Artificial Intelligence is trying to overcome the problem of explainability. AI algorithms have grown in complexity to include billions of tunable parameters, and have achieved results that are often considered stunning or amazing. But the problem is trust. For most of today’s AI algorithms there is no way to determine how the algorithm arrived at the final result — it’s simply too complex. Can we trust an algorithm to do things like pilot an airplane or make other critical life-or-death or mission-critical decisions if we don’t understand the full extent of the algorithm’s limitations and capabilities and what conditions might cause the algorithm to fail?
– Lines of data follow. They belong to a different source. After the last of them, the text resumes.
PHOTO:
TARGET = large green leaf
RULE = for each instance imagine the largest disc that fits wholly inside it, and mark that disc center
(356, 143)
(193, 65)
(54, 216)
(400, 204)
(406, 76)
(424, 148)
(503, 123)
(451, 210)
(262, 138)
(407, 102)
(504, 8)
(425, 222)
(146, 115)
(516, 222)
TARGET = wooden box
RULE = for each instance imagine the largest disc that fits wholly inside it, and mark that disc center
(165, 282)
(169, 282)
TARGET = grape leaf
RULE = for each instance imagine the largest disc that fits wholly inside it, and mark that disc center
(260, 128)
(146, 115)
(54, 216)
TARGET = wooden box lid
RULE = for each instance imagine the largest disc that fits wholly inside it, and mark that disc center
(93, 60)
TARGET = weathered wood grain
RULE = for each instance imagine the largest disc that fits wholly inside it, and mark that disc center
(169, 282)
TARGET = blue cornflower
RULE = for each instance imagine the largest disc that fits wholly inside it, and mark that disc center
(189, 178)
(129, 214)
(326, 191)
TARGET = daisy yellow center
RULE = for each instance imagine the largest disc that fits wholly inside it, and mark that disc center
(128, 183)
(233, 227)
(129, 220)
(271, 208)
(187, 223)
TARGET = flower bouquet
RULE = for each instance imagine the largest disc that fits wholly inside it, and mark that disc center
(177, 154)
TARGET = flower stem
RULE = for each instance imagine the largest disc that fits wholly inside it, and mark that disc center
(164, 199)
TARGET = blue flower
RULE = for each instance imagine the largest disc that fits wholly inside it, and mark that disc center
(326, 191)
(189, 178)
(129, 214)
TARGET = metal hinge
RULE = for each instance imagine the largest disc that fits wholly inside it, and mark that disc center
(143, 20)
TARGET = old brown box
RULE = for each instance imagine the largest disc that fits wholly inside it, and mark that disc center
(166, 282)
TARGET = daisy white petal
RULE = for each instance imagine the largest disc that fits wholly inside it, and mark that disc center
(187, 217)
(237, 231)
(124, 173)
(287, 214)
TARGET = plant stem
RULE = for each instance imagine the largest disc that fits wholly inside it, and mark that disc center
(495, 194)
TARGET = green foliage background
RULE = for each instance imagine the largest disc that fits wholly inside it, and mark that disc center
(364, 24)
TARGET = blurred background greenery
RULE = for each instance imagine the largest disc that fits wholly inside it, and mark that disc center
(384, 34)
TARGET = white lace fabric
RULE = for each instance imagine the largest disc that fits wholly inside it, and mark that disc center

AI vendors know that explainability is a hurdle that needs to be overcome in order to make AI software sellable. As a result, some companies are claiming that their products offer ‘explainability’, but not everyone is convinced. Zachary Lipton, for example, a computer science professor at Carnegie Mellon, told Jermy Kahn at Fortune magazine that “everyone who is serious in the field knows that most of today’s explainable A.I. are nonsense”.

A Lancet Digital Health article written by AI and medical researchers in 2022 concluded that “the black-box nature of current artificial intelligence (AI) has caused some to question whether AI must be explainable to be used in high-stakes scenarios such as medicine… This argument represents a false hope for explainable AI and that current explainability methods are unlikely to achieve these goals for patient-level decision support… In the absence of suitable explainability methods, we advocate for rigorous internal and external validation of AI models as a more direct means of achieving the goals often associated with explainability, and we caution against having explainability be a requirement for clinically deployed models.”

Rigorous internal and external validation. Doesn’t this parallel the software QA process? All software is complex and computer scientists have long struggled with the problem of proving that software is ‘correct’. Perhaps requiring AI algorithms to satisfy rigorous validation and verification would be a more practical approach.